If confirmed, the attack, which U.S. officials say warrants a decisive military response from the West, would dash hopes that the world would never again see the large-scale use of chemical weapons, a prospect that had appeared increasingly realistic in recent years as all but a handful of nations signed a treaty agreeing to destroy their stockpiles.

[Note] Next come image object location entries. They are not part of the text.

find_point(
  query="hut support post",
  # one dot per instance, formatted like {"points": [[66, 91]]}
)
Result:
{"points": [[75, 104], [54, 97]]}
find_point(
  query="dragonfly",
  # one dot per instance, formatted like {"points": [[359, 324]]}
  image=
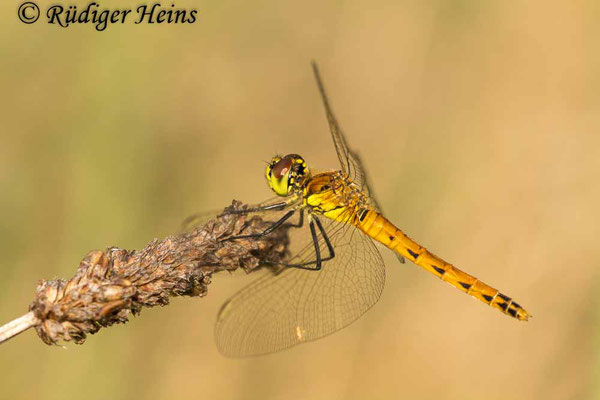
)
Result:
{"points": [[334, 272]]}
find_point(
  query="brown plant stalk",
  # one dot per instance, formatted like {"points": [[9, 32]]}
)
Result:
{"points": [[111, 285]]}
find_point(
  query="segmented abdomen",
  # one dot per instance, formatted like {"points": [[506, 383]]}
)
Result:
{"points": [[379, 228]]}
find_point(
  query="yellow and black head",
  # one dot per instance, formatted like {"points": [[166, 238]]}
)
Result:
{"points": [[286, 175]]}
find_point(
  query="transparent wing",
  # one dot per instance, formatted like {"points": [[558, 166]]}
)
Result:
{"points": [[291, 306], [350, 162]]}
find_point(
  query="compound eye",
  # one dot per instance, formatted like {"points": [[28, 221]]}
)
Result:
{"points": [[282, 167]]}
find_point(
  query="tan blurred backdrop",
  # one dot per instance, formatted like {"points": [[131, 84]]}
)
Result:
{"points": [[478, 122]]}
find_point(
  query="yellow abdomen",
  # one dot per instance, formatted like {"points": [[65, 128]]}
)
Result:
{"points": [[379, 228]]}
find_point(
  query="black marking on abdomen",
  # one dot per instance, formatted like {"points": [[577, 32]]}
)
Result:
{"points": [[440, 271], [504, 297]]}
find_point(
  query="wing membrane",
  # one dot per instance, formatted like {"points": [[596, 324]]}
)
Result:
{"points": [[284, 308], [349, 160]]}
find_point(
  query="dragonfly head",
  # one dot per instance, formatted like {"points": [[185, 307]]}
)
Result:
{"points": [[286, 175]]}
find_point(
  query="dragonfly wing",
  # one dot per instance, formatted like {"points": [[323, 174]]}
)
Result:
{"points": [[292, 306], [349, 160]]}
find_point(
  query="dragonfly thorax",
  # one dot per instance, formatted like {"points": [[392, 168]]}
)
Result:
{"points": [[286, 175]]}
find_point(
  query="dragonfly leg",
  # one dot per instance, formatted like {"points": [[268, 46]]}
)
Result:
{"points": [[318, 261], [269, 229], [268, 207]]}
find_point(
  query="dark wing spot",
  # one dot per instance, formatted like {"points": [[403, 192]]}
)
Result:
{"points": [[440, 271]]}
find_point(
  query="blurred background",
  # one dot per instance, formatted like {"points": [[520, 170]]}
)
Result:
{"points": [[477, 121]]}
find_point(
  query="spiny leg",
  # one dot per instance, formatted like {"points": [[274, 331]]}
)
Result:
{"points": [[318, 261], [270, 229]]}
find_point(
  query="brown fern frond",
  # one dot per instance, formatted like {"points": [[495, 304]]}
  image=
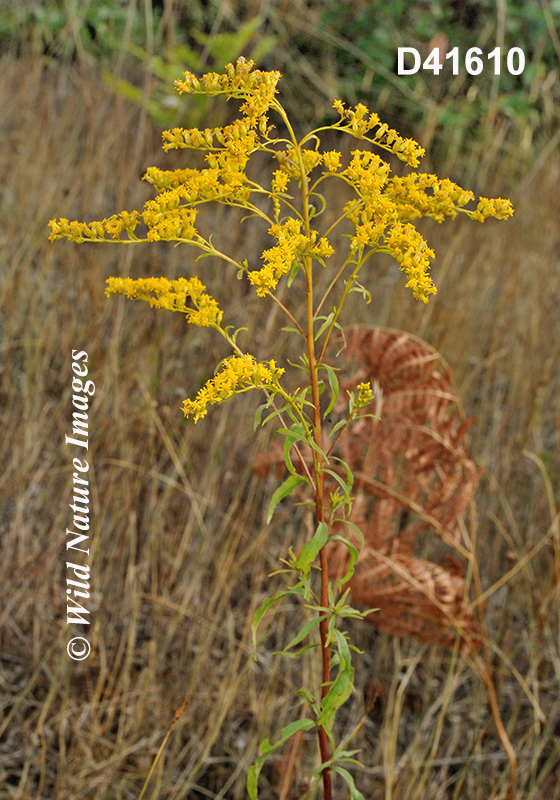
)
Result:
{"points": [[412, 475]]}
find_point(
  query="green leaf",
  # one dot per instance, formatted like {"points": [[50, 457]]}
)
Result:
{"points": [[333, 383], [258, 415], [298, 589], [266, 749], [325, 325], [283, 491], [311, 549], [293, 272], [305, 631], [354, 793], [341, 688], [353, 557]]}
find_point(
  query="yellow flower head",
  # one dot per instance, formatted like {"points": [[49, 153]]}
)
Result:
{"points": [[172, 295], [238, 374]]}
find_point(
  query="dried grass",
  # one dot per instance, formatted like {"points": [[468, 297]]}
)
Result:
{"points": [[181, 553]]}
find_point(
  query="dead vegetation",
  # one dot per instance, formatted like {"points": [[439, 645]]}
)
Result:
{"points": [[181, 552]]}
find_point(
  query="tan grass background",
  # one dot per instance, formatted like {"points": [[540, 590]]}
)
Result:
{"points": [[180, 549]]}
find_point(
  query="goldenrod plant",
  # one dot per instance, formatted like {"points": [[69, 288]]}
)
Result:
{"points": [[381, 213]]}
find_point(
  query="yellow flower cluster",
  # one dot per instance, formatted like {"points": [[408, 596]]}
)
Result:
{"points": [[365, 395], [289, 162], [241, 80], [356, 122], [279, 259], [384, 206], [171, 295], [292, 243], [95, 231], [238, 374], [412, 253]]}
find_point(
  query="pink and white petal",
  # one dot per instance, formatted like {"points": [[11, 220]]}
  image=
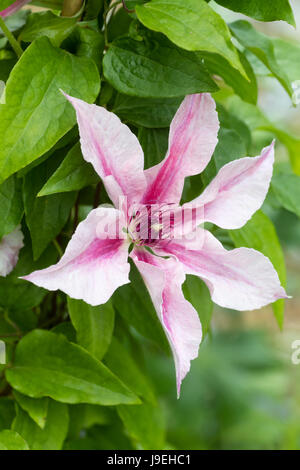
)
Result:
{"points": [[93, 265], [238, 190], [13, 8], [192, 140], [112, 149], [240, 279], [10, 246], [179, 319]]}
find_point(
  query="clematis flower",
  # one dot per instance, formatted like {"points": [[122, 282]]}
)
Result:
{"points": [[11, 9], [94, 266], [10, 246]]}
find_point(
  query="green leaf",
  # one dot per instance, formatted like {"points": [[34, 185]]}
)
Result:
{"points": [[154, 68], [146, 112], [83, 417], [54, 433], [154, 143], [134, 304], [46, 23], [259, 233], [45, 216], [11, 440], [287, 54], [90, 44], [52, 4], [287, 190], [192, 25], [11, 205], [36, 115], [37, 408], [246, 88], [197, 293], [262, 47], [46, 364], [121, 363], [260, 10], [94, 325], [73, 174], [7, 412], [119, 24], [234, 141], [145, 425], [257, 121]]}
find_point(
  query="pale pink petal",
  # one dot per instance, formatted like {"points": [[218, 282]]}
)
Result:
{"points": [[179, 319], [112, 149], [241, 279], [93, 266], [238, 190], [13, 8], [192, 140], [10, 246]]}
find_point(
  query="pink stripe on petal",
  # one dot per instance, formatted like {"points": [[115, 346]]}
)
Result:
{"points": [[241, 279], [13, 8], [238, 190], [179, 319], [112, 149], [10, 246], [93, 266], [192, 140]]}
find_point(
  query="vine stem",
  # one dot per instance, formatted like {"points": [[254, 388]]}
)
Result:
{"points": [[71, 7], [10, 37], [107, 9]]}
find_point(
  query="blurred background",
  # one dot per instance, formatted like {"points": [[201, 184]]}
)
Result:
{"points": [[243, 391]]}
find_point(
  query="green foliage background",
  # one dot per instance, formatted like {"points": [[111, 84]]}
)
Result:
{"points": [[74, 376]]}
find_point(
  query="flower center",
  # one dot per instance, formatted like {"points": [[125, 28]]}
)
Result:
{"points": [[151, 223]]}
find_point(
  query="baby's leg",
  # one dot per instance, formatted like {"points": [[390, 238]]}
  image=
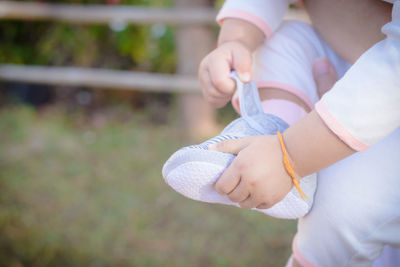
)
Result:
{"points": [[355, 212], [356, 209]]}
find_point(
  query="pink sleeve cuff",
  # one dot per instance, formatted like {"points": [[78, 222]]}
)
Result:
{"points": [[243, 15], [338, 128]]}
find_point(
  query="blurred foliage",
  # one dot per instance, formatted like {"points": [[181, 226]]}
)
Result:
{"points": [[117, 46], [87, 191]]}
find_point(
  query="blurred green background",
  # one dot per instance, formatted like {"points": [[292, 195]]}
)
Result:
{"points": [[80, 181]]}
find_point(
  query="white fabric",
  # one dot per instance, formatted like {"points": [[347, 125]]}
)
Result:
{"points": [[356, 209], [366, 101], [192, 171], [287, 58], [270, 11]]}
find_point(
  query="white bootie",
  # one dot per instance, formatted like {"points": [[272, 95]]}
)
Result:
{"points": [[193, 170]]}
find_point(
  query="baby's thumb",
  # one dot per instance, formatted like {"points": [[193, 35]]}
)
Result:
{"points": [[325, 75], [233, 146], [242, 64]]}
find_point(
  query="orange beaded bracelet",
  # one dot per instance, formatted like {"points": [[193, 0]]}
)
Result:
{"points": [[289, 168]]}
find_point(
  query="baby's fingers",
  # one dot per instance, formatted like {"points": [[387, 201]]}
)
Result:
{"points": [[210, 93], [220, 70], [228, 181]]}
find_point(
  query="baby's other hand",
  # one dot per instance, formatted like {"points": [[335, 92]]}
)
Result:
{"points": [[215, 69], [256, 178]]}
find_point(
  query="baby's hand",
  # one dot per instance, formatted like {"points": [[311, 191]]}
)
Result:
{"points": [[215, 69], [256, 178]]}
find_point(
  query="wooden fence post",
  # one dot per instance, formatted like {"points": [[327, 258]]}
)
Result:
{"points": [[193, 43]]}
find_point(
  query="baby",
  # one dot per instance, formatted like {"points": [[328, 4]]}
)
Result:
{"points": [[351, 218]]}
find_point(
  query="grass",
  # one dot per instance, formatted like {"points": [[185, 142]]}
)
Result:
{"points": [[88, 192]]}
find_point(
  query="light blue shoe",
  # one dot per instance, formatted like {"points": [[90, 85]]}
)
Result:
{"points": [[193, 170]]}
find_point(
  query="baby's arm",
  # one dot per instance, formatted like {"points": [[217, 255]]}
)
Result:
{"points": [[244, 26]]}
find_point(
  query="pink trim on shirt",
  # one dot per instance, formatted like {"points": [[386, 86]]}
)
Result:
{"points": [[288, 88], [338, 128], [240, 14], [299, 257]]}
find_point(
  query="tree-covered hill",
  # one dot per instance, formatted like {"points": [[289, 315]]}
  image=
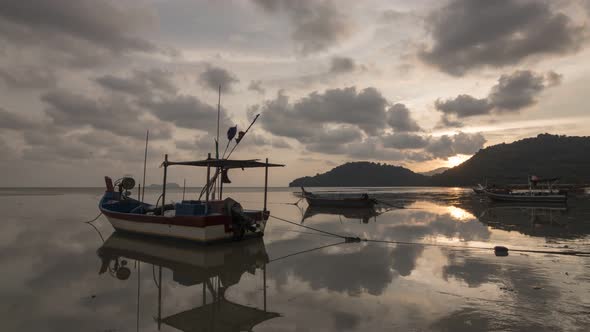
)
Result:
{"points": [[545, 156]]}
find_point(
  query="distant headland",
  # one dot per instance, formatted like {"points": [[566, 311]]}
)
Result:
{"points": [[567, 157]]}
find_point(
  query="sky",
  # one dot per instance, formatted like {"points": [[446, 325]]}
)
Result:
{"points": [[422, 84]]}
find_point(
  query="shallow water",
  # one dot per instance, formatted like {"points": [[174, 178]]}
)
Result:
{"points": [[450, 281]]}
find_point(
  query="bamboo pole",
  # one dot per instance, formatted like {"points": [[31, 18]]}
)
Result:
{"points": [[147, 136], [265, 182], [164, 184], [208, 175]]}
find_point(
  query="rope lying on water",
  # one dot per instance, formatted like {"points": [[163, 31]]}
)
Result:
{"points": [[499, 250], [89, 221]]}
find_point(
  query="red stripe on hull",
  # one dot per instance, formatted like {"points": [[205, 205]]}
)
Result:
{"points": [[190, 221]]}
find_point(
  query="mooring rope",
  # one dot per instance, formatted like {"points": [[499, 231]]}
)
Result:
{"points": [[89, 221], [498, 250], [304, 251]]}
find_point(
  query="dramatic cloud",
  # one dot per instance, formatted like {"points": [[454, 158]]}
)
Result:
{"points": [[340, 65], [187, 112], [469, 34], [398, 117], [461, 143], [27, 77], [364, 109], [140, 83], [214, 77], [464, 105], [9, 120], [316, 25], [511, 94], [115, 115], [404, 141], [80, 32], [516, 91], [256, 86]]}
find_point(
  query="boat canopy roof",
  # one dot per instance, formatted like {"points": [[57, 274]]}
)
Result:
{"points": [[537, 179], [223, 163]]}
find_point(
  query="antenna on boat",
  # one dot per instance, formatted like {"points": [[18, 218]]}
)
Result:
{"points": [[147, 136], [218, 114], [241, 135]]}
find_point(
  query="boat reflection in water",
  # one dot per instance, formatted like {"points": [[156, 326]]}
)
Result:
{"points": [[364, 214], [546, 220], [214, 267]]}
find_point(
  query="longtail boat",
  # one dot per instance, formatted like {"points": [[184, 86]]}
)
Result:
{"points": [[338, 199], [203, 220], [534, 194]]}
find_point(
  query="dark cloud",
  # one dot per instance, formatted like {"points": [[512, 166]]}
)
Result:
{"points": [[187, 112], [77, 33], [340, 65], [404, 141], [464, 106], [364, 109], [398, 117], [115, 115], [214, 77], [553, 78], [511, 94], [316, 25], [140, 83], [516, 91], [10, 120], [345, 320], [468, 34], [256, 86], [27, 77], [461, 143], [332, 141]]}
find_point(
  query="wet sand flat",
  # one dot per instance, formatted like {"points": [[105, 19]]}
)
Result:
{"points": [[436, 274]]}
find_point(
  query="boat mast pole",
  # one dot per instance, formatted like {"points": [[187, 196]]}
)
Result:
{"points": [[208, 175], [164, 184], [264, 284], [221, 185], [159, 297], [147, 136], [265, 182]]}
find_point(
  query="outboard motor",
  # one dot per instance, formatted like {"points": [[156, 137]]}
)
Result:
{"points": [[125, 184]]}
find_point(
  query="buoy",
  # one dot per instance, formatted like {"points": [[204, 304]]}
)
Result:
{"points": [[500, 251]]}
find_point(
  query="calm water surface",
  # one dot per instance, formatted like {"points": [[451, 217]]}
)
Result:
{"points": [[61, 274]]}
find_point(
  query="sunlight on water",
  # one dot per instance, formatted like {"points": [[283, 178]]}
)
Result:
{"points": [[297, 279]]}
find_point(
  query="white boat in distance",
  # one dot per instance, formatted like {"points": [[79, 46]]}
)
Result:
{"points": [[532, 195], [338, 200]]}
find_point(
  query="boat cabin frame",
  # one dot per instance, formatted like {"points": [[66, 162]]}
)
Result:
{"points": [[220, 166]]}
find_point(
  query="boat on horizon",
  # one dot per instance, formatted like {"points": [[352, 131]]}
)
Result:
{"points": [[338, 199], [534, 194], [479, 189]]}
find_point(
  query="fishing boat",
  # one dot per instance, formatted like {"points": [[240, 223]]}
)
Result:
{"points": [[363, 214], [479, 189], [338, 199], [203, 220], [536, 193], [214, 268]]}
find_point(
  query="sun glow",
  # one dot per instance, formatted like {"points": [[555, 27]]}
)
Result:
{"points": [[460, 214], [457, 159]]}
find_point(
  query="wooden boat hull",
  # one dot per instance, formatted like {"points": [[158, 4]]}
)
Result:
{"points": [[205, 229], [544, 198], [343, 203]]}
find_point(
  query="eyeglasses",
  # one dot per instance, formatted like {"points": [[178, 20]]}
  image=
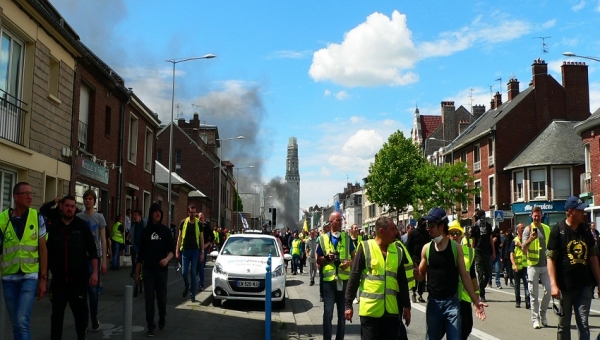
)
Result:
{"points": [[26, 193]]}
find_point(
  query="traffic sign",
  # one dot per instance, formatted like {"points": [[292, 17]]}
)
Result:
{"points": [[499, 215]]}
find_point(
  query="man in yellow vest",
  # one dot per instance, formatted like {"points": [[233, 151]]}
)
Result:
{"points": [[24, 263], [190, 250], [117, 241], [335, 254], [534, 244], [456, 233], [519, 265], [384, 296]]}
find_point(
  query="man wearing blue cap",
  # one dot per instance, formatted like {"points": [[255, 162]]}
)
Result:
{"points": [[443, 262], [573, 269]]}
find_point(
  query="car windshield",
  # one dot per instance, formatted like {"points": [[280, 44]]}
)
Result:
{"points": [[246, 246]]}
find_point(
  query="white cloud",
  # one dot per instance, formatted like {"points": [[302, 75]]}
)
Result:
{"points": [[379, 51], [342, 95], [579, 6]]}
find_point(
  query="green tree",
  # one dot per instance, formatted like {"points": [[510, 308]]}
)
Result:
{"points": [[392, 176], [449, 186]]}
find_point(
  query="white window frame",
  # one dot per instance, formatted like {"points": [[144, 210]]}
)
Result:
{"points": [[530, 184], [514, 187], [553, 185], [148, 145], [133, 138]]}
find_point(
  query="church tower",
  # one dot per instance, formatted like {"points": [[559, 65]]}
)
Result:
{"points": [[292, 178]]}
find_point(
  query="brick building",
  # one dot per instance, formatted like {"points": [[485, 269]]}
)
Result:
{"points": [[36, 98], [493, 140]]}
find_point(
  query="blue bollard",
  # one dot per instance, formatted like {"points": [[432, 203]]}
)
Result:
{"points": [[268, 277]]}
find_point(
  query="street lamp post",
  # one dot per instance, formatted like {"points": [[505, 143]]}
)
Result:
{"points": [[237, 181], [220, 175], [571, 54], [175, 62]]}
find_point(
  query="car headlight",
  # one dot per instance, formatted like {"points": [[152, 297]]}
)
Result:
{"points": [[219, 269], [279, 271]]}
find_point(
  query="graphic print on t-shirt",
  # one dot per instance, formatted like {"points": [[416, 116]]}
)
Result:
{"points": [[577, 252]]}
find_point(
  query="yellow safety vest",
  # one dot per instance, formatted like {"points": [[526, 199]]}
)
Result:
{"points": [[196, 231], [20, 255], [296, 247], [409, 267], [330, 271], [380, 283], [469, 255], [117, 235], [533, 253], [520, 258]]}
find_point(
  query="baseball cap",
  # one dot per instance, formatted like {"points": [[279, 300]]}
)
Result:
{"points": [[436, 214], [575, 203]]}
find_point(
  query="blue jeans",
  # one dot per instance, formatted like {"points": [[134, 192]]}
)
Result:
{"points": [[19, 296], [91, 310], [189, 264], [201, 266], [577, 301], [334, 298], [446, 311]]}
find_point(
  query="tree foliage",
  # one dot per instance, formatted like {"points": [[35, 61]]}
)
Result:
{"points": [[392, 176]]}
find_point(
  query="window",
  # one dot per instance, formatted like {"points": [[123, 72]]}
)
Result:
{"points": [[477, 199], [107, 120], [53, 78], [491, 191], [537, 184], [518, 192], [133, 126], [491, 151], [476, 158], [561, 183], [7, 182], [148, 151], [84, 115]]}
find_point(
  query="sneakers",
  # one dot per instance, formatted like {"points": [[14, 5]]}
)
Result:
{"points": [[95, 325]]}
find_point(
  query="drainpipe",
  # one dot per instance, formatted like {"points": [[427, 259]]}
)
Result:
{"points": [[121, 151]]}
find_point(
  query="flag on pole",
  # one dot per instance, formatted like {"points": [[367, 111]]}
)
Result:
{"points": [[244, 222]]}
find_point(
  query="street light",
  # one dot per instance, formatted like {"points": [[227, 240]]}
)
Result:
{"points": [[220, 175], [571, 54], [446, 141], [237, 181], [175, 62]]}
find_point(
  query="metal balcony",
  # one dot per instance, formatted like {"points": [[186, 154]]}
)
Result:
{"points": [[11, 118]]}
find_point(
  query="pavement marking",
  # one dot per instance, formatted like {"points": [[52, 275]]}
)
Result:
{"points": [[475, 332]]}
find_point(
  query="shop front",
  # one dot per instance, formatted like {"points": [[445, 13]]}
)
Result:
{"points": [[554, 211]]}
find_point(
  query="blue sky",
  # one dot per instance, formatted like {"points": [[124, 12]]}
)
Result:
{"points": [[340, 76]]}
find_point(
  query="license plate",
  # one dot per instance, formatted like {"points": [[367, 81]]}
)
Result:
{"points": [[248, 284]]}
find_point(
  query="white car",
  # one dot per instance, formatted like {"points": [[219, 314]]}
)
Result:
{"points": [[241, 266]]}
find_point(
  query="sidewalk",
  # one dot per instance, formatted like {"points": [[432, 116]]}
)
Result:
{"points": [[184, 320]]}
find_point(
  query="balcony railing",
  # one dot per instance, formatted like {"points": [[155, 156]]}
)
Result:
{"points": [[585, 182], [11, 118]]}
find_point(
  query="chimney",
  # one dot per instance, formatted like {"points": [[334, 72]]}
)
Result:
{"points": [[497, 100], [577, 90], [513, 88], [448, 121], [478, 110], [462, 126]]}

If the weapons were deployed by the Syrian government, as Western officials allege, it would represent the first major chemical weapons attack by a nation against its own citizens since Saddam Hussein gassed Kurds in northern Iraq in 1988, an act so barbaric it galvanized the movement for a world free of chemical weapons.
The other two large-scale chemical weapons attacks in the region were carried out by Iraq against Iran during their war in the 1980s and by Egypt, which backed southern Yemen during the Yemen war in the 1960s.
Chemical weapons attacks have at times elicited strong and visceral reactions from the international community. Their possible occurrence in Syria is no exception, having drawn the United States and its allies closer than they have ever been to intervening militarily in a messy conflict in which the West has enemies on both sides of the front lines.
Although U.S. and other Western officials have alleged that Syria previously used chemical weapons on a smaller scale, the latest incident has prompted a more vigorous response.
“What we saw in Syria last week should shock the conscience of the world,” Secretary of State John F. Kerry said Monday at the State Department, vowing that the Syrian government would be held accountable for what he called a “moral obscenity.”
Kerry said he had been repulsed by footage of “bodies contorting in spasms” and a searing image of a father holding up his child’s corpse, calling them pictures of “human suffering we can never ignore or forget.”
While tens of thousands of Syrians have been killed in shelling, bombings, ambushes and shootings, no other act in the country’s conflict, which has been raging since 2011, has drawn such strong condemnation from the United States. Experts say the alleged use of nerve agents is particularly jarring because such attacks are indiscriminate, lead to blood-curdling footage of the aftermath and have long-lasting consequences for survivors.
“There is something kind of grotesque about these weapons,” said Jeffrey Lewis, an expert on weapons of mass destruction at the James Martin Center for Nonproliferation Studies. “It’s a pretty awful way to die, and there are long-term effects for victims, who are left with ugly health-care problems.”
World War I was the first conflict that featured widespread use of chemical weapons. At least 90,000 people were killed and hundreds of thousands more were wounded with those munitions during the war, according to the Organization for the Prohibition of Chemical Weapons, which monitors global disarmament efforts.